Back in March 2007, we started TuDiabetes, a social network for people touched by diabetes. At the time, I was already fairly comfortable in social media, being a member of more than a dozen networks. This meant, I opened myself up quite a bit… perhaps too much.

Below are some of the things I do when it comes down to my privacy. Why? Because there are enough people out there that don’t have the best intentions in the world. So that doesn’t mean I have shut up and stopped participating  in social media altogether (those who know me know that NOT to be the case -if you don’t know me, Google me and you will see what I mean). It just means to be mindful when you share something online, withholding what you don’t feel comfortable sharing with people you don’t know.
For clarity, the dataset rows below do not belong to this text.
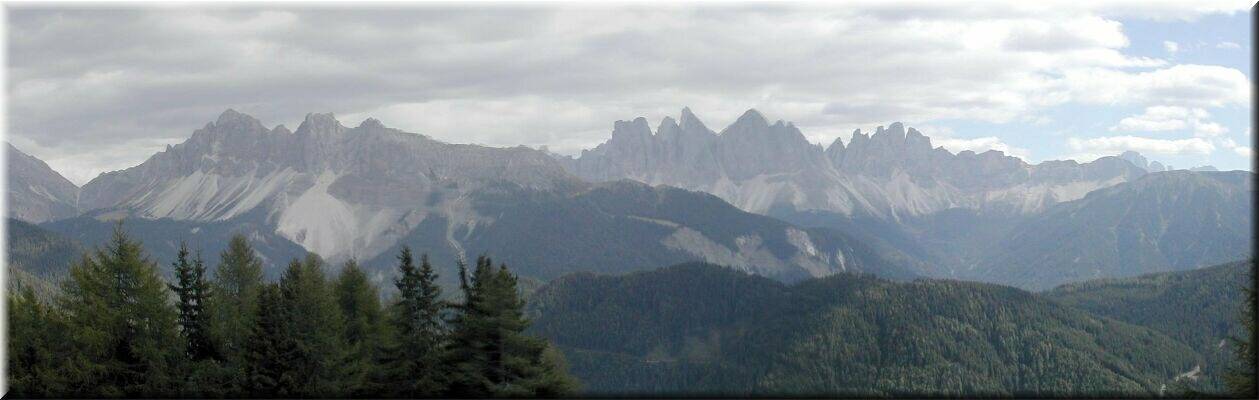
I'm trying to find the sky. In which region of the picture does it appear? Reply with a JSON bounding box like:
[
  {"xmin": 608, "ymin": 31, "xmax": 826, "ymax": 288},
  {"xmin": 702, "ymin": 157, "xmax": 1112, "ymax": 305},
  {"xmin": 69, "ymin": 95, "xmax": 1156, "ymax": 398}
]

  • If I am traveling, for vacation or business, I don’t announce it ahead of time. Even more so, most of the time, I don’t write ABOUT it while I am away.
  • If I am at a place at a given moment, I may write about it (a restaurant or a venue) AFTER I leave, not while I am there. That is why my use of FourSquare was so short lived.
  • I only give my personal address to people I know (in real life) in person or people who need to know it (like someone sending me a personal package).
  • On Twitter, I follow everybody I find interesting and relevant in connection with one or more of these: Venezuela, diabetes, nonprofits, social media, music, etc. But on Facebook I only befriend people that I know, either personally or through enough of an online correspondence, to make me feel comfortable sharing with them more than I do on Twitter.
  • On Facebook, I have a list of Family and another list of panas (my real-life buddies). Any personal photos (where anyone in my family appears) I only share with those two lists.
  • On LinkedIn, I typically only accept invites from people I know or have worked with before.

Some of these list items have been cause for some people to get upset at me: I insist -it’s nothing personal… just my own privacy policy.

Do you think I am too paranoid? What is your online privacy policy like?